As the baseball season comes to a close, I've been in a few discussions about players switching from the New York Yankees and the Boston Red Sox. Below I've used RStudio
and the Lahman
and Retrosheet
databases to answer a few of those questions.
The necessary packages:
library(sqldf)
library(Lahman)
library(dplyr)
library(readr)
We'll start by identifying all the players who played for the Yankees and Red Sox.
ny_bos_batters <- Batting %>% filter(teamID %in% c('NYA','BOS')) %>% select(playerID, teamID, yearID)
ny_bos_pitchers <- Pitching %>% filter(teamID %in% c('NYA','BOS')) %>% select(playerID, teamID, yearID)
ny_bos <- rbind(ny_bos_batters, ny_bos_pitchers) %>% arrange(yearID)
Given their history, the Yankees and Red Sox don't make too many direct trades. We can get trade data up to November 22, 2017 (20171122) from Retrosheet transactions page.
trades <- read_csv("G:/My Drive/MSA/R simulations/trades.csv", col_names = FALSE)
colnames(trades) <- c('primary_date', 'time', 'approximate_indicator', 'secondary_date', 'approximate_indicator_secondary', 'transaction_ID', 'player', 'type', 'from_team', 'from_league', 'to_team', 'to_league', 'draft_type', 'draft_round', 'pick_number', 'info')

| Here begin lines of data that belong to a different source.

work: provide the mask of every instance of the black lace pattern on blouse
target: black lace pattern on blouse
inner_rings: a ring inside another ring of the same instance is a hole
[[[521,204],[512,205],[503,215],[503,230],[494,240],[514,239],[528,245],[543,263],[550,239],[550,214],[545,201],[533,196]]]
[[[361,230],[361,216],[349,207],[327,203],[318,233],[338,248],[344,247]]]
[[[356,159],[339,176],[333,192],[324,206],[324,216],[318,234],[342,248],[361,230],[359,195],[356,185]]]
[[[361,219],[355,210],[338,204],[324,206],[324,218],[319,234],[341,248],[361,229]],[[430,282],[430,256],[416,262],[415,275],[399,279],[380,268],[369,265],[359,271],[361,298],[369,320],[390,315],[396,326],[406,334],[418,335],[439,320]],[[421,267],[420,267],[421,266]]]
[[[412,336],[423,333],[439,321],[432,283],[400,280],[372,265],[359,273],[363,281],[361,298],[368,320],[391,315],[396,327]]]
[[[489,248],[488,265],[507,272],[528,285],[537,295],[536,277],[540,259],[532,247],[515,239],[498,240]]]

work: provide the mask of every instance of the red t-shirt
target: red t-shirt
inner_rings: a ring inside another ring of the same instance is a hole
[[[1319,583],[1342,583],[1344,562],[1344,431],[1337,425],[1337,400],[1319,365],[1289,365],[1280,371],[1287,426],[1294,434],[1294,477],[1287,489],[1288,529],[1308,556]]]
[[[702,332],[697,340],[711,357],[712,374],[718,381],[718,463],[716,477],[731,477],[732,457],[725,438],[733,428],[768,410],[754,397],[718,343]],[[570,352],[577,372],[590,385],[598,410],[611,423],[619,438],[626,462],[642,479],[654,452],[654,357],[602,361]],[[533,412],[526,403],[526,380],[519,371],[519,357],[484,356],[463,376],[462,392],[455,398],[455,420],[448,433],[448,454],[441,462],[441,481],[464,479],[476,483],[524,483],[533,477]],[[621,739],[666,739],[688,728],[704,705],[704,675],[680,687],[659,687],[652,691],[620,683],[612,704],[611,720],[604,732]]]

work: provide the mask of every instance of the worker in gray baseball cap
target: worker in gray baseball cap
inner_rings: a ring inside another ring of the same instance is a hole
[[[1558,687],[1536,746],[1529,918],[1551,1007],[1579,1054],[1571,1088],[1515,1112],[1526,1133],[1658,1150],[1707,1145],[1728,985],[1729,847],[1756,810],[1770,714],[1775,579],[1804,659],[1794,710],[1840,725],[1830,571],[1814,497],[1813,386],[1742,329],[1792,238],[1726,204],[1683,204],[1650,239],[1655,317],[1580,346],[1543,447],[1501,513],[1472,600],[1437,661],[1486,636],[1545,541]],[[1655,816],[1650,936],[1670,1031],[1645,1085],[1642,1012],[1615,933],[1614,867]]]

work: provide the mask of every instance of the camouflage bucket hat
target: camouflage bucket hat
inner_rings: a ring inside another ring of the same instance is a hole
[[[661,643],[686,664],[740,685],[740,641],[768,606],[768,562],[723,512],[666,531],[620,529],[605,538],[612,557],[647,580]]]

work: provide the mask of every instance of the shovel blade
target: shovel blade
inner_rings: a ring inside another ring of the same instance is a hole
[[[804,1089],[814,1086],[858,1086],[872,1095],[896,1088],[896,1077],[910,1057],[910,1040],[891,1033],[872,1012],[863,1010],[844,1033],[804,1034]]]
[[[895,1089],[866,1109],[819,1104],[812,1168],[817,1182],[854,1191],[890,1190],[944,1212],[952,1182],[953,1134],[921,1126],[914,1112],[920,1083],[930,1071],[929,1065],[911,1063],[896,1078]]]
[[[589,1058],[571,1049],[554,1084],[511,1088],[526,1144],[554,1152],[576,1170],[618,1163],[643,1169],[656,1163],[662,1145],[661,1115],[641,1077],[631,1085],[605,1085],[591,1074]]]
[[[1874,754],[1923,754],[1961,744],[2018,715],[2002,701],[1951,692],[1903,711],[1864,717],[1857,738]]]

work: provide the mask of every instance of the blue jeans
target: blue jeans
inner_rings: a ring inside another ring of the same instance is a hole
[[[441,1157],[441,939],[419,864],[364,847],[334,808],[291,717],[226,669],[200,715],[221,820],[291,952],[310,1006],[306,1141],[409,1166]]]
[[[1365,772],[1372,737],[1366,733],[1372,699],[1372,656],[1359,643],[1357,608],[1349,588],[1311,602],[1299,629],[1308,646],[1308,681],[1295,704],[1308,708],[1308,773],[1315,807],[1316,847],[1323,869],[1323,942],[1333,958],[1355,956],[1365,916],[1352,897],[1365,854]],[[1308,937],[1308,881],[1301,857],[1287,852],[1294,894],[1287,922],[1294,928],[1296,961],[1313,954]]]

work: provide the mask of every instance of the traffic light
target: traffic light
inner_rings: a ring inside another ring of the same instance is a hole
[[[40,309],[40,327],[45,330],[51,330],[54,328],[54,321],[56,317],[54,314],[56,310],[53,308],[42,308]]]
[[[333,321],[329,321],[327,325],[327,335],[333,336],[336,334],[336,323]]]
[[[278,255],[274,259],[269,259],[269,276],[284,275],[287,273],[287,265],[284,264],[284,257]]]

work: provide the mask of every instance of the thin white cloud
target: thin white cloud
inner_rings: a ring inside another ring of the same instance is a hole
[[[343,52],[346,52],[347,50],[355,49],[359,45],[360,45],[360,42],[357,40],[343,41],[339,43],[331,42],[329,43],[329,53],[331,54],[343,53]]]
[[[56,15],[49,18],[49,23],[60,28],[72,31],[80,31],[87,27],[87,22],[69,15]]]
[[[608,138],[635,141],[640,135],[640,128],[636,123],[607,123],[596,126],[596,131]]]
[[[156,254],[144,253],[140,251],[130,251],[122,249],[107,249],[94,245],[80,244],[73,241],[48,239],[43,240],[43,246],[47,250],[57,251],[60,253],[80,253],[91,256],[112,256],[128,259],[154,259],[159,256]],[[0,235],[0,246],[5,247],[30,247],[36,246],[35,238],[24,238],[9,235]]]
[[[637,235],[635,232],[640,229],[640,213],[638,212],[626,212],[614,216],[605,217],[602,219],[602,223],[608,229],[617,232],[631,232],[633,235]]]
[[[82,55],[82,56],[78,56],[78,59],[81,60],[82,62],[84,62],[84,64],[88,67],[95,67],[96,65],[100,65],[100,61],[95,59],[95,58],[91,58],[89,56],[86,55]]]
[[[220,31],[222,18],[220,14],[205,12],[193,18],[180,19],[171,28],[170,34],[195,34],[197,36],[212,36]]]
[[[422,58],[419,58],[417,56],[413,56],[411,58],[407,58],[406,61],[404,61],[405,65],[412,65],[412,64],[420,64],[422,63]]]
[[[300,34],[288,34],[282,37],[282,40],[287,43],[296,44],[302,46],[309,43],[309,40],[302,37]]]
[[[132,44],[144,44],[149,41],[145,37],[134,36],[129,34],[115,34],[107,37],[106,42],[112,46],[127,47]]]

We'll identify all the players who've been traded between the Yankees and Red Sox.
ny_bos_trades <- trades %>%
dplyr::select(player, from_team, to_team, primary_date, type) %>%
filter(from_team %in% c('NYA','BOS') & to_team %in% c('NYA','BOS')) %>%
arrange(desc(primary_date))
I created a text file with the trade definitions from the readme page, and joined it to the original table so that we can see what type of transactions were most frequent between the teams.
trade_codebook <- read_delim("G:/My Drive/MSA/R simulations/trade_codebook.txt", "-", escape_double = FALSE, col_names = FALSE, trim_ws = TRUE)
names(trade_codebook) <- c('type', 'definition')
trade_codebook <- na.omit(trade_codebook)
updat_ny_bos <- ny_bos_trades %>% inner_join(trade_codebook, by = 'type')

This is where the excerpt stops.